Let me ask you: The exclusive Right in Article I, Section 8
– Is it part of life, liberty or property in the Fifth
Amendment? This is just one example where exclusive Right
is understood not to be part of life, liberty or property.
Another example is the rights that come with Americans with
Disabilities Act. You don’t find these rights in the Fifth
Amendment’s life, liberty or property.
As I said repeatedly, you need to show court ruling that
shows that all rights are found in life, liberty or property.
The fact that you could not produce any court ruling gives
a very strong indication that your position is not correct.
You asked me how a private party can deny rights. As I told
you repeatedly, a party can waive its rights or restrain itself
from exercising rights through agreement. Some laws specifically
disallow any agreement that will restrain or waive some rights.
This is also true for freedoms.
As I said before, it is not necessary to have GPL tested in any
court. We have enough court cases to analyze any license.
Apparently, you did not read the last paragraph in my comment
dated “Oct 28 05 at 4:35 PM.”
You have total freedom to believe and accept Stallman’s Orwellian
definition of “free”. That’s your business. Here, I am defending
the true spirit of freedom by showing how GPL and other so-called
“free” licenses differ from the public domain where freedom truly
is alive.
Joseph Pietro Riolo
<[email protected]>
<[email protected]>
Public domain notice: I put all of my expressions in this
comment in the public domain.
Fifth Amendment focuses on the relationship between the government
and people.

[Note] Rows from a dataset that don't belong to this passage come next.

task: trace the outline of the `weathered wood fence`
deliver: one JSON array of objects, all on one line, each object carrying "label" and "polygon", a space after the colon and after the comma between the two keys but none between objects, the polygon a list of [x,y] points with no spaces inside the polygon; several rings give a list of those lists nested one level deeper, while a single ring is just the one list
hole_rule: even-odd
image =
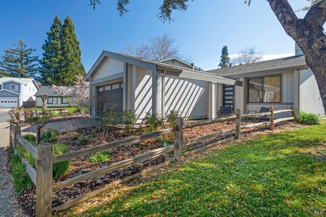
[{"label": "weathered wood fence", "polygon": [[[288,112],[292,113],[292,117],[276,120],[274,120],[274,115],[276,114]],[[19,154],[17,148],[18,146],[21,145],[24,147],[36,159],[36,170],[33,168],[32,165],[25,159],[22,158],[21,159],[26,166],[26,172],[29,174],[30,177],[31,177],[32,181],[36,186],[36,216],[50,216],[52,215],[52,211],[58,211],[66,209],[79,203],[85,201],[89,198],[90,197],[95,196],[101,192],[107,190],[112,186],[133,179],[146,173],[157,170],[160,168],[168,165],[174,160],[180,161],[182,160],[182,158],[184,156],[196,153],[208,148],[229,142],[236,139],[240,139],[241,137],[241,129],[261,126],[269,126],[269,129],[273,130],[274,130],[274,125],[275,124],[283,121],[295,119],[293,108],[291,108],[291,110],[278,110],[275,111],[274,108],[271,107],[270,108],[269,112],[267,113],[250,115],[240,115],[240,114],[241,111],[240,110],[236,110],[235,114],[231,115],[228,117],[218,118],[212,120],[196,122],[186,125],[183,125],[183,119],[181,118],[178,118],[177,119],[176,126],[175,127],[162,129],[126,139],[123,140],[112,142],[109,143],[103,144],[84,149],[72,151],[57,156],[53,156],[53,150],[51,145],[48,144],[40,145],[39,145],[37,148],[32,144],[24,140],[20,135],[20,127],[19,126],[11,126],[10,136],[11,143],[15,153]],[[269,121],[254,123],[243,126],[241,125],[241,118],[262,117],[267,115],[269,116]],[[230,121],[234,121],[234,127],[191,140],[187,141],[183,141],[183,129]],[[79,175],[63,181],[60,181],[55,183],[55,184],[52,185],[52,169],[53,164],[69,160],[71,158],[80,157],[81,156],[94,154],[100,151],[112,149],[114,148],[141,142],[145,140],[154,138],[159,135],[165,135],[167,133],[174,132],[175,133],[175,143],[168,145],[166,147],[160,148],[140,154],[119,162],[113,163],[110,166],[104,167],[97,170]],[[211,139],[217,137],[230,133],[234,133],[234,135],[209,144],[196,149],[185,152],[183,151],[184,148],[185,148],[187,146],[206,140]],[[173,151],[174,153],[174,157],[169,159],[168,160],[163,163],[144,170],[138,173],[125,177],[123,179],[113,181],[110,184],[101,188],[73,199],[62,205],[56,207],[52,207],[52,192],[54,190],[67,187],[76,183],[109,173],[116,170],[134,165],[136,164],[143,162],[153,157],[157,157],[160,155],[172,151]]]}]

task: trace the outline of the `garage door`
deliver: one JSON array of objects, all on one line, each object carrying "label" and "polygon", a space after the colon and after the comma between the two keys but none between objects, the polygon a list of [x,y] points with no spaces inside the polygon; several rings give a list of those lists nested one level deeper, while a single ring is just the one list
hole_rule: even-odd
[{"label": "garage door", "polygon": [[99,87],[99,111],[104,111],[108,106],[112,106],[113,112],[121,117],[123,111],[123,83],[119,83]]},{"label": "garage door", "polygon": [[17,107],[18,99],[0,98],[0,107],[12,108]]}]

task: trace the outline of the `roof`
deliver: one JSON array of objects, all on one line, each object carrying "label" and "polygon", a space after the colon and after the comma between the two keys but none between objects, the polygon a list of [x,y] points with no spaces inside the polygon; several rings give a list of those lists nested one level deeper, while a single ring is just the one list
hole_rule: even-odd
[{"label": "roof", "polygon": [[285,70],[291,68],[306,68],[307,64],[304,55],[276,59],[250,64],[235,66],[232,68],[223,68],[206,71],[221,76],[232,77],[242,74],[262,72],[267,71]]},{"label": "roof", "polygon": [[[74,87],[67,87],[73,88]],[[58,94],[55,92],[53,86],[41,86],[34,96],[39,96],[42,93],[47,93],[49,96],[63,96],[61,94]]]},{"label": "roof", "polygon": [[[34,78],[28,78],[28,77],[2,77],[0,78],[0,83],[2,83],[4,82],[10,82],[11,80],[14,82],[17,82],[19,83],[21,83],[23,85],[27,85],[29,83],[34,81],[35,83],[35,85],[36,85],[36,83]],[[37,86],[37,85],[36,85]]]}]

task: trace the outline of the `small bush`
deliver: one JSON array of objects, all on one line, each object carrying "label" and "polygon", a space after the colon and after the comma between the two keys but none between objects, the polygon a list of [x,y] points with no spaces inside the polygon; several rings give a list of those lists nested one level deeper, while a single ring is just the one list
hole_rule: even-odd
[{"label": "small bush", "polygon": [[35,141],[36,140],[35,135],[33,134],[25,134],[22,135],[22,138],[32,143],[33,145],[35,145]]},{"label": "small bush", "polygon": [[[58,144],[53,146],[53,155],[59,155],[69,152],[68,147],[65,144]],[[58,162],[53,165],[53,178],[59,179],[62,178],[68,171],[70,166],[69,160]]]},{"label": "small bush", "polygon": [[297,122],[302,124],[313,125],[320,124],[320,119],[317,115],[302,111],[297,116]]},{"label": "small bush", "polygon": [[53,129],[49,129],[43,131],[41,133],[40,142],[41,143],[53,143],[58,141],[58,137],[60,132]]},{"label": "small bush", "polygon": [[21,162],[20,157],[16,154],[11,155],[11,167],[16,195],[20,195],[24,190],[31,190],[34,188],[34,184],[26,173],[25,165]]},{"label": "small bush", "polygon": [[110,151],[104,151],[91,156],[89,157],[89,160],[91,162],[104,162],[111,156],[111,152]]}]

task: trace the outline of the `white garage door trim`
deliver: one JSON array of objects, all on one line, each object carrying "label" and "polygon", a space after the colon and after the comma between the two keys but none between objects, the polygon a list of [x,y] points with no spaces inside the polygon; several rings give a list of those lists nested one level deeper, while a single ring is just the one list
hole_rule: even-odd
[{"label": "white garage door trim", "polygon": [[0,108],[17,107],[19,99],[19,98],[0,98]]}]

The government can’t deprive people of their life,
liberty, or property (let’s be careful with words here, the
word “rights” does not exist in Fifth Amendment).
Nor, for that matter, does the word “government”. Regardless, courts are a branch of the government whose powers are being limited here, and only through courts can license terms be enforced. And no, the mere involvement of a court does not constitute due process.
But what meaning has the word “liberty” in this context if any lawful right can be excluded? Put another way, how can one be prevented from exercising a lawful right without depriving him of liberty?
Moreover, how can a private party deny rights, except by the power of the government? When we talk about “fair use”, we’re talking about the freedom to do certain things without fear of being sued. Certainly a suit can be filed for any reason, but until the government steps in via the courts, no one need fear if the complaint is not one allowed under law. And my contention is that no one whose claim of copyright infringement is barred by the fair use doctrine and the law implementing it has any claim under the GPL. The lack of any court case testing this for over fourteen years does not cast any meaningful doubt on that question; quite the contrary. The range of litigation in this country’s history suggests that if a complaint can be prosecuted, it will.
And back to your very first comment again: the suggestion that Larry Lessig, law professor and specialist in intellectual property law, and a special fan of the GPL in particular, does not “grasp” its fundamental nature is an insult that only suggests a lack of “grasp” on your part. If he is embracing a Communist, or Orwellian, cause, he is doing so with full knowledge; he certainly does not fail to grasp its implications.
But you do Stallman a disservice as well; socialist though his politics clearly are – even Orwellian if you will, considering his support of intrusive government regulation of business and industry – there is no duplicity or deception in his naming this “free” software, because there is no abridgement of anyone’s valid rights either intended or enabled by the GPL.
Nothing you have said has advanced a coherent, logical argument supporting either contention. This and your haughty, dismissive tone could well explain why the Professor has not seen fit to dignify your comments with a response – an example I will now emulate.